From e12656002f424175b2903727a7c6529077d0e217 Mon Sep 17 00:00:00 2001
From: Sharad Vikram <sharadmv@google.com>
Date: Thu, 13 Jun 2024 20:24:07 -0700
Subject: [PATCH] [Pallas] Don't actually vmap if we're vmapping over axis size
 1

PiperOrigin-RevId: 643209848
---
 jax/_src/pallas/pallas_call.py       | 22 ++++++++++++++++++++--
 tests/pallas/pallas_call_tpu_test.py |  1 +
 2 files changed, 21 insertions(+), 2 deletions(-)

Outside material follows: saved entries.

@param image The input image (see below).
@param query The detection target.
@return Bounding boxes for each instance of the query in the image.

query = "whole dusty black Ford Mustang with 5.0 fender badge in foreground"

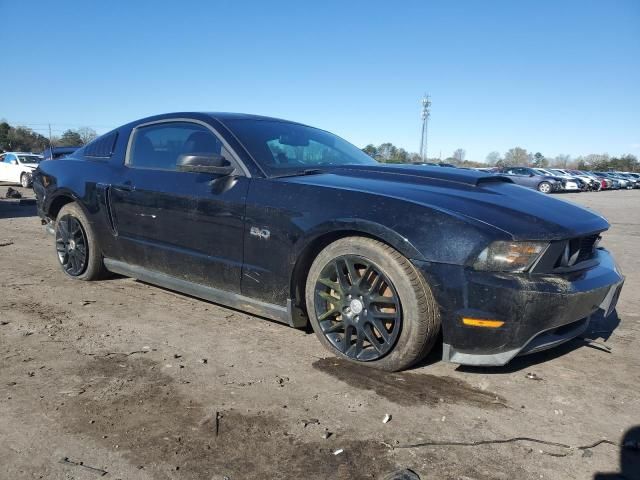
[34,113,623,370]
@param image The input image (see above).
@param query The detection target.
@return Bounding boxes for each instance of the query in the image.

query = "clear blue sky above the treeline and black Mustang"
[0,0,640,161]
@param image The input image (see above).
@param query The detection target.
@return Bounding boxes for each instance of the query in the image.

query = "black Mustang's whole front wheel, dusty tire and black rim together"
[305,237,440,371]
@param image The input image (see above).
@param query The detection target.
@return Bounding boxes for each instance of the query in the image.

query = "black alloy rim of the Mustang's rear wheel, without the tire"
[56,215,89,277]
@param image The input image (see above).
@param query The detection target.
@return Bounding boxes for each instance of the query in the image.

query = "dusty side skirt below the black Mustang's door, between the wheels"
[104,258,302,327]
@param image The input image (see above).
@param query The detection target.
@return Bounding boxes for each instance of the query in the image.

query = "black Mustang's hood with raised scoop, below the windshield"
[280,165,609,240]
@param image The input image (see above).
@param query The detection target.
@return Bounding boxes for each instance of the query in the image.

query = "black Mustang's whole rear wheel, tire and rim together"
[55,202,107,281]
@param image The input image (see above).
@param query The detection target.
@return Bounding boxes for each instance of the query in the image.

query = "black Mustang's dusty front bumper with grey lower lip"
[416,249,624,366]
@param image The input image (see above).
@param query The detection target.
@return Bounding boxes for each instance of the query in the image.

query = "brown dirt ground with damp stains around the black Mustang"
[0,186,640,480]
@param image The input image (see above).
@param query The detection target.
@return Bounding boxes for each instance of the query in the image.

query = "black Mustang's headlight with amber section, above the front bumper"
[473,241,549,272]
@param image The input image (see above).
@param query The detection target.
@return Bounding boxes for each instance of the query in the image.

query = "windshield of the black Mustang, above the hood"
[225,119,378,176]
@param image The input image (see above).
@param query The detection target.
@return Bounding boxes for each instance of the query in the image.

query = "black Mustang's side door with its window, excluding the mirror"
[108,120,249,293]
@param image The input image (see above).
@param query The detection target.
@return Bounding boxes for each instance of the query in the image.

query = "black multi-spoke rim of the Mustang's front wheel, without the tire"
[314,255,402,361]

diff --git a/jax/_src/pallas/pallas_call.py b/jax/_src/pallas/pallas_call.py
index f601820f7..1b5d1d01e 100644
--- a/jax/_src/pallas/pallas_call.py
+++ b/jax/_src/pallas/pallas_call.py
@@ -518,6 +518,26 @@ def _pallas_call_batching_rule(
       return x
     return jnp.squeeze(x, axis=bdim)
 
+  axis_size, = {x.shape[d] for x, d in zip(args, dims)

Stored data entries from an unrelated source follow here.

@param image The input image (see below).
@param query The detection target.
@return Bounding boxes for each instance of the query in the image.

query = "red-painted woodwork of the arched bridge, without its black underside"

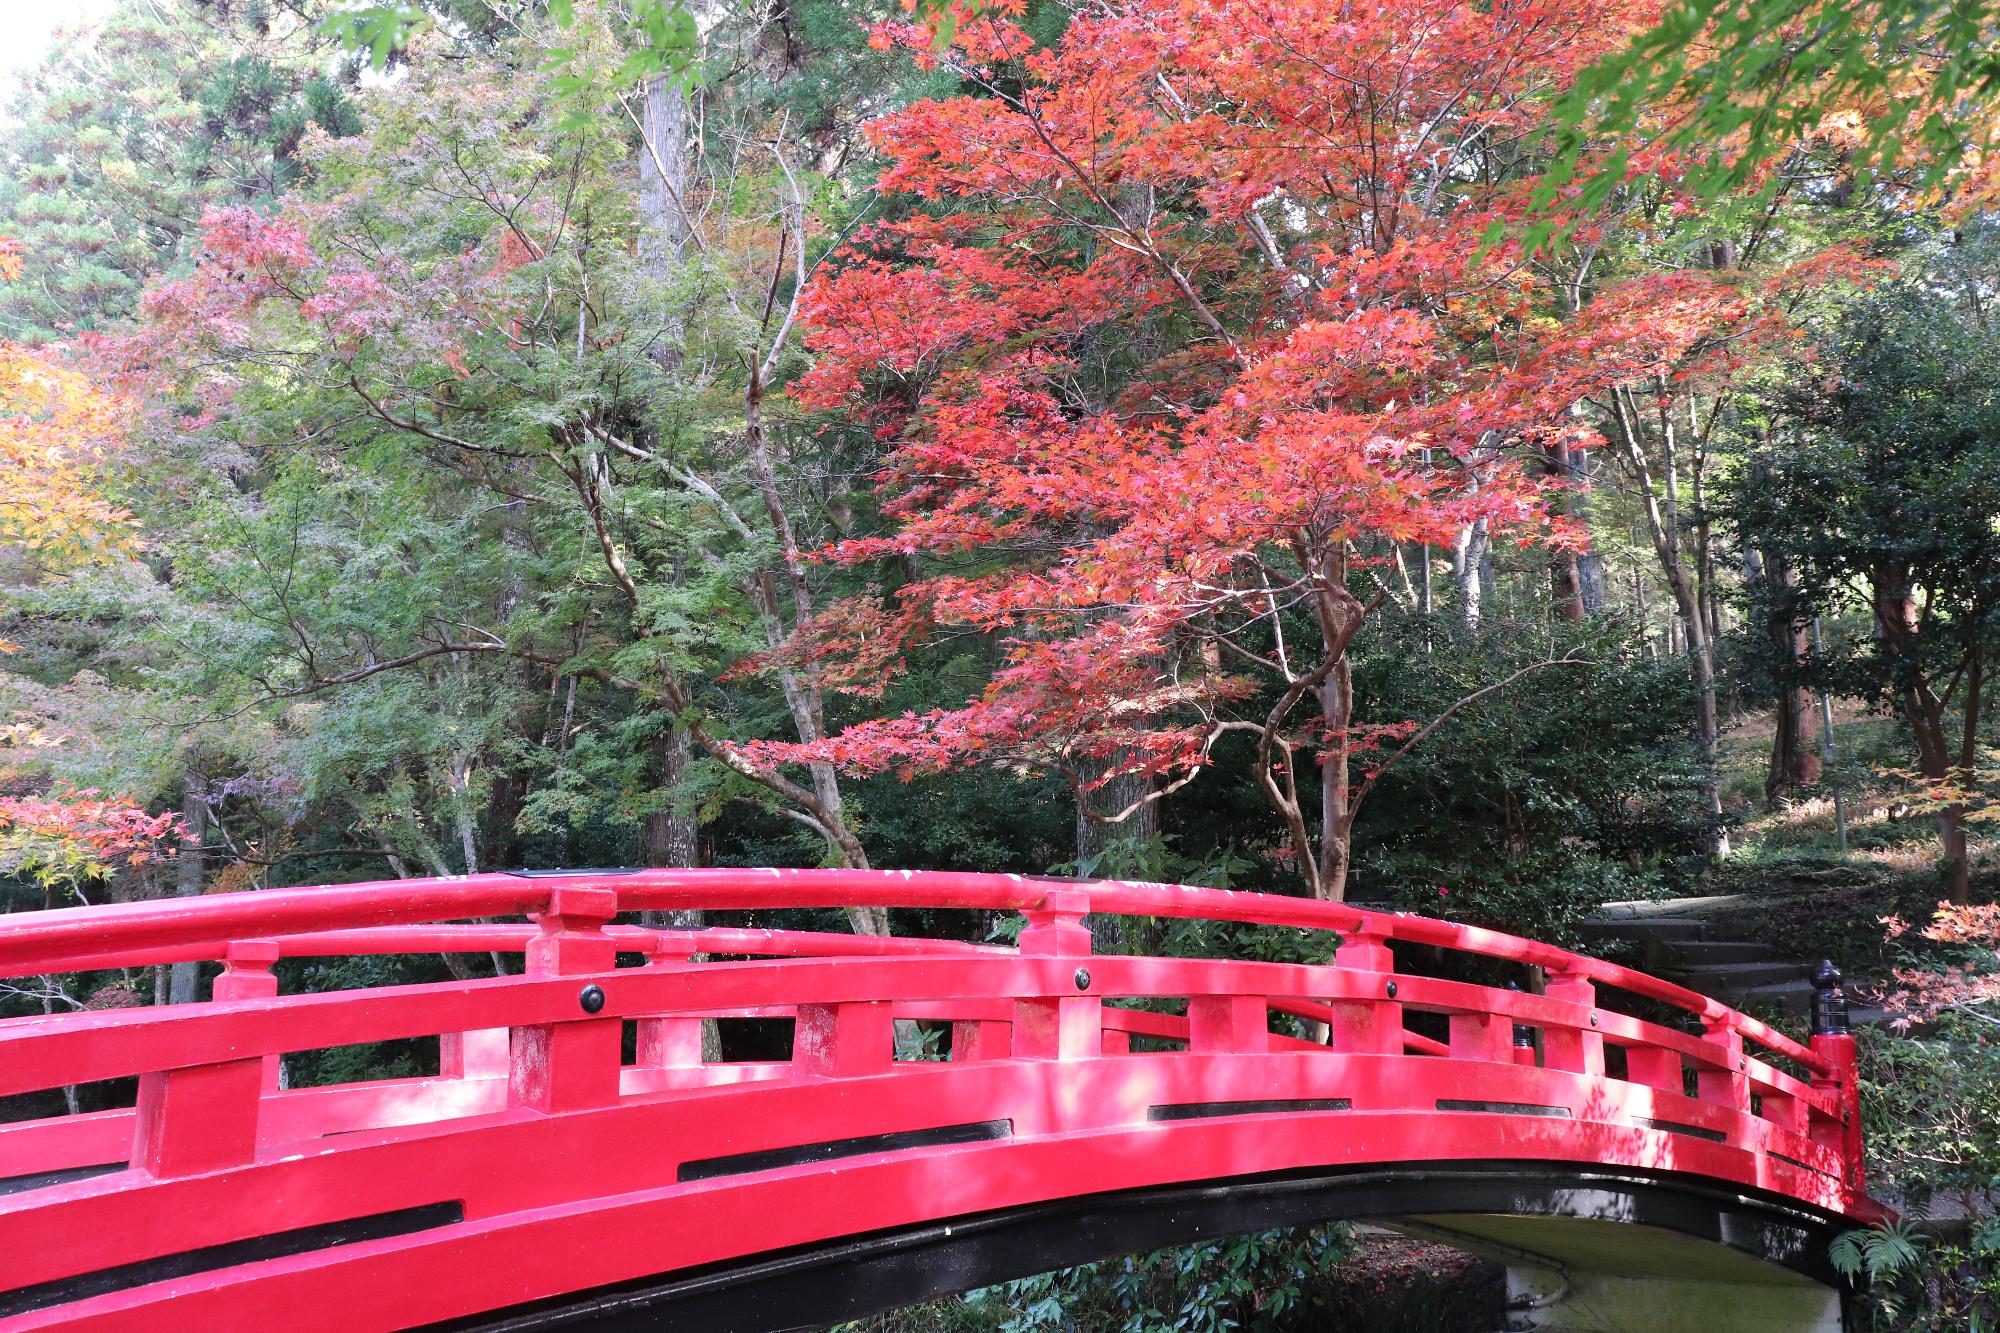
[0,871,1882,1333]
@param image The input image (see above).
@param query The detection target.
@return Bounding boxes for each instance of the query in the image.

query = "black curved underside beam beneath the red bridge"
[432,1161,1844,1333]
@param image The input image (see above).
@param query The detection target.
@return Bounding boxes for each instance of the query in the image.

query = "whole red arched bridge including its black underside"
[0,871,1882,1333]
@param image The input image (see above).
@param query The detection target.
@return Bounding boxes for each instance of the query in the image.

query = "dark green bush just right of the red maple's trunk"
[1350,616,1710,939]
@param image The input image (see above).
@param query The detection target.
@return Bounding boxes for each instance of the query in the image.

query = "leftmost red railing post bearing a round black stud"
[508,885,622,1111]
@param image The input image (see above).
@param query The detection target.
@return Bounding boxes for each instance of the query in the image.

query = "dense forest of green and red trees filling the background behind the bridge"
[0,0,2000,1327]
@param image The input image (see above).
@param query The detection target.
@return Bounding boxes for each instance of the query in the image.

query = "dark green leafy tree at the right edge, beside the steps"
[1724,274,2000,888]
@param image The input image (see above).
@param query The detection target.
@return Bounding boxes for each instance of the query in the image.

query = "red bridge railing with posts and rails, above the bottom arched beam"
[0,871,1874,1241]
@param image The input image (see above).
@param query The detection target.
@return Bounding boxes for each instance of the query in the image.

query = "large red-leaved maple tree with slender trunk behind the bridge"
[750,0,1816,899]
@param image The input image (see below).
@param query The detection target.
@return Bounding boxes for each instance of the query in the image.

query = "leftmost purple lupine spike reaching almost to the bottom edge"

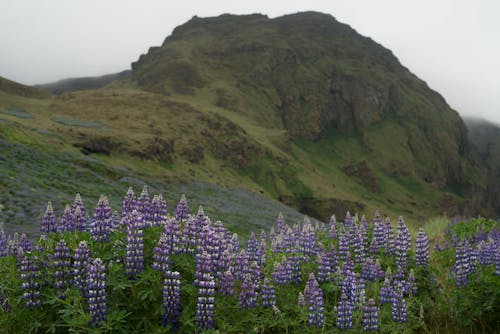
[87,258,107,327]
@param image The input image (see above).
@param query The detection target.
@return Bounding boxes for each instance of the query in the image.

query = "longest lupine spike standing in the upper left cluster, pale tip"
[125,210,144,277]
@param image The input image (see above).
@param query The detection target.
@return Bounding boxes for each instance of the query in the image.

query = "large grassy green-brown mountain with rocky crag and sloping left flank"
[0,12,498,235]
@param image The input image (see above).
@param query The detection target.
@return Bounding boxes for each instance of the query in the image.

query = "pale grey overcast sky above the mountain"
[0,0,500,123]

+                if d is not batching.not_mapped}
+  if axis_size == 1:
+    # Why are we even vmapping?
+    args = map(_maybe_squeeze_out_bdim, args, dims)
+    out = pallas_call_p.bind(
+        *args,
+        jaxpr=jaxpr,
+        name=name,
+        in_shapes=in_shapes,
+        out_shapes=out_shapes,
+        which_linear=which_linear,
+        grid_mapping=grid_mapping,
+        input_output_aliases=input_output_aliases,
+        debug=debug,
+        interpret=interpret,
+        compiler_params=compiler_params,
+    )
+    return [jnp.expand_dims(x, 0) for x in out], (0,) * len(out)
+
   # The first num_dynamic_grid_bounds arguments are size-1 arrays that store
   # the size of the dynamic bounds.
   dynamic_grid_args, args = split_list(
@@ -588,8 +608,6 @@ def _pallas_call_batching_rule(
 
   if not dims:
     raise NotImplementedError("vmapping pallas_call with no arguments.")
-  axis_size, = {x.shape[d] for x, d in zip(args, dims)
-                if d is not batching.not_mapped}
   block_mappings = grid_mapping.block_mappings
   avals = [v.aval for v in jaxpr.invars]
   # How should we pick output dimensions? This actually matters because XLA
diff --git a/tests/pallas/pallas_call_tpu_test.py b/tests/pallas/pallas_call_tpu_test.py
index de201e723..b0d651226 100644
--- a/tests/pallas/pallas_call_tpu_test.py
+++ b/tests/pallas/pallas_call_tpu_test.py
@@ -423,6 +423,7 @@ class PallasCallDynamicGridTest(PallasTPUTest):
       return self.pallas_call(
           kernel,
           grid=(steps * 2,),
+          in_specs=[pl.BlockSpec(lambda i: (0, 0), shape)],
           out_specs=pl.BlockSpec(lambda i: (0, 0), shape),
           out_shape=result_ty,
       )(x)